GLM Unique Features - Analysis of Incomplete Designs
The analysis of incomplete designs, such as a 3 * 2 factorial design with one cell missing (unobserved), leaving only 5 cells for the analysis, poses numerous special problems. In particular, it is difficult and sometimes impossible to construct meaningful tests of the standard main effect and interaction hypotheses. Numerous solutions have been proposed, and one that is most widely implemented in other GLM programs is the so-called Type IV sums of squares solution. Interestingly, however, many statisticians who have closely examined the "performance" of this solution have concluded that it can lead to arbitrary, and sometimes grossly misleading results (e.g., Milliken & Johnson, 1992; Searle, 1987; see also Hocking, 1985); these issues are also discussed in some detail in the Type IV sums of squares topic.
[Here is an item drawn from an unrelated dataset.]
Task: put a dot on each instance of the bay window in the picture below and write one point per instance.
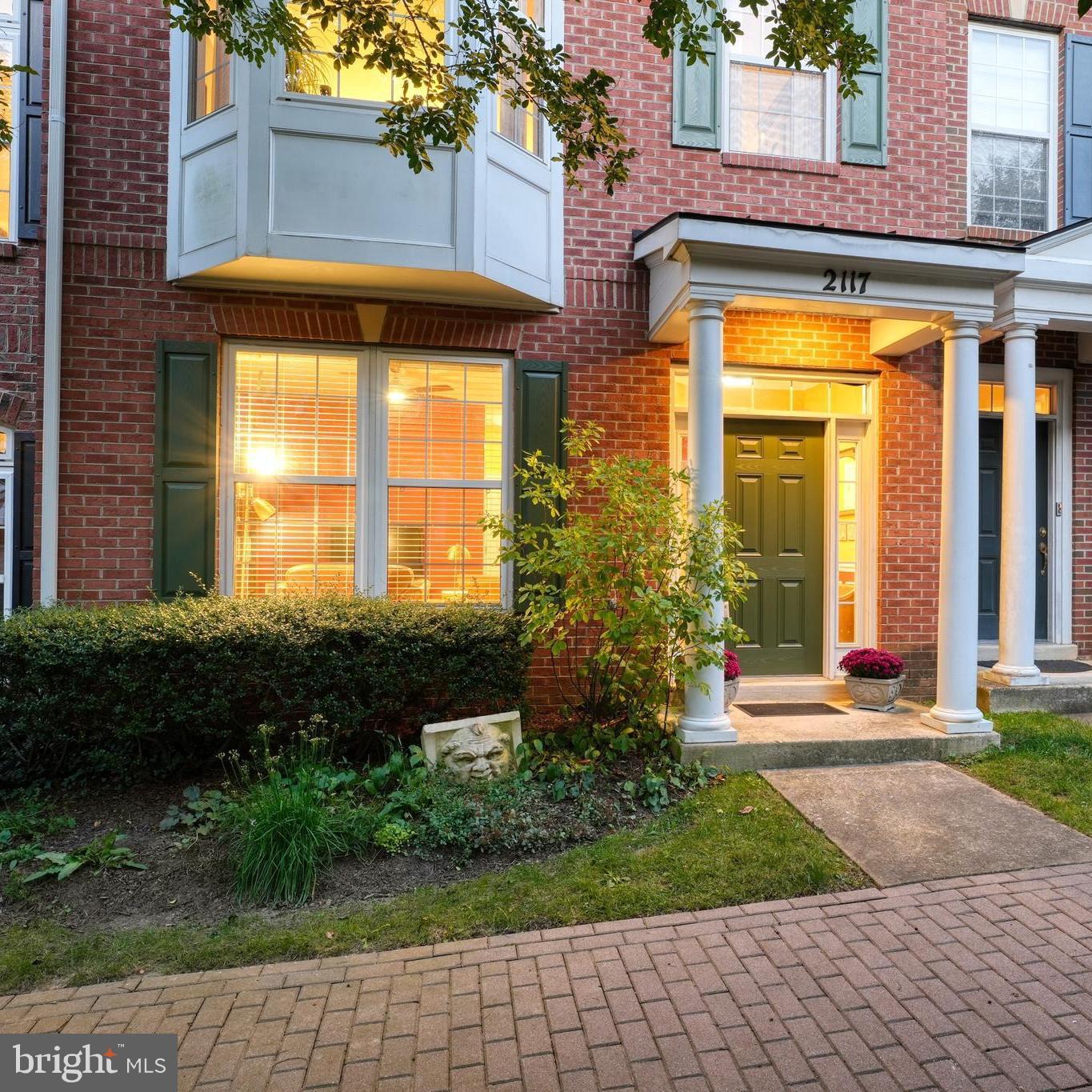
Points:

STATISTICA GLM offers two additional solutions (see Six types of sums of squares): A solution we have called Type V sums of squares, which produces results consistent with the manner in which highly fractionalized designs are often analyzed in applied industrial experimentation (see Introductory Overview to Experimental Design), and a solution we propose to call Type VI sums of squares, which is identical to the effective hypothesis approach described by Hocking (1985; note that this approach applies to the Sigma-restricted solution; see also Sigma-restricted and overparameterized model).
Some authors (e.g., Milliken & Johnson, 1992) have also suggested that in factorial designs with "randomly" occurring missing cells, one should carefully construct planned comparisons for the means in the observed cells, to test the most meaningful hypotheses for the research questions at hand; Planned comparisons of least squares means describes the unique features available in GLM to pursue this strategy.